Sentiment Analysis of E-commerce Product Reviews
Keywords:
Sentiment Analysis, Machine Learning, E-Commerce, BERT, Web Scraping,, Natural Language Processing (NLP), Hybrid Models.Abstract
To monitor the reputation of companies, enhance the user experience, and recommend more personalized product offerings, online shopping websites increasingly depend on customer sentiment analysis. Sentiment analysis plays an important part in the context of user opinions and feedback, enabling companies to enhance services, products, and customer satisfaction. Nevertheless, current sentiment analysis systems suffer from a range of real-world issues, including the identification of sarcasm, processing multilingual reviews, and interpretation of context-dependent words.

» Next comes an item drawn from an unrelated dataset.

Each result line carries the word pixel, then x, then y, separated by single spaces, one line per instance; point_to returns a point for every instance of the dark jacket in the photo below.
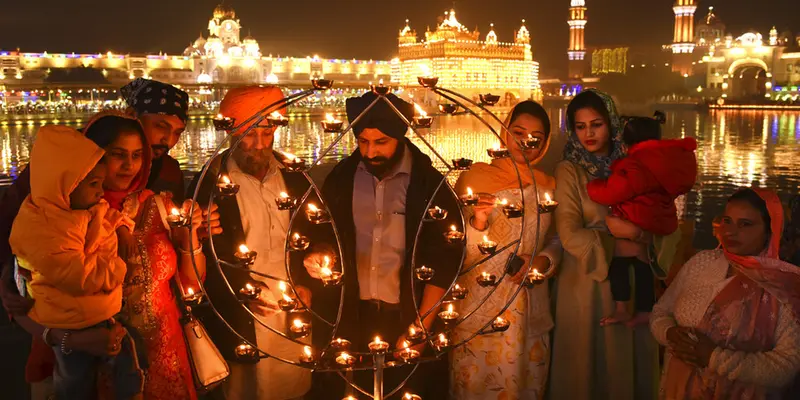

These issues lead to reduced accuracy and varying predictions. In this work, we present a hybrid sentiment classification approach that combines rule-based classifiers with BERT (Bidirectional Encoder Representations from Transformers) embeddings. The approach utilizes the contextual power of BERT and the precision of rule-based reasoning to identify the nuances in sentiment, especially in challenging or ambiguous reviews. We collected and preprocessed a customer review corpus of two of the largest online shopping platforms, Flipkart and Amazon, with web scrape techniques.
Text preprocessing included various natural language processing (NLP) methods like lemmatization, tokenization, and stopword removal to normalize and preprocess the text prior to passing it to machine learning models. Our hybrid model was compared against conventional models like Logistic Regression, Support Vector Machine (SVM), and Long Short-Term Memory (LSTM) networks.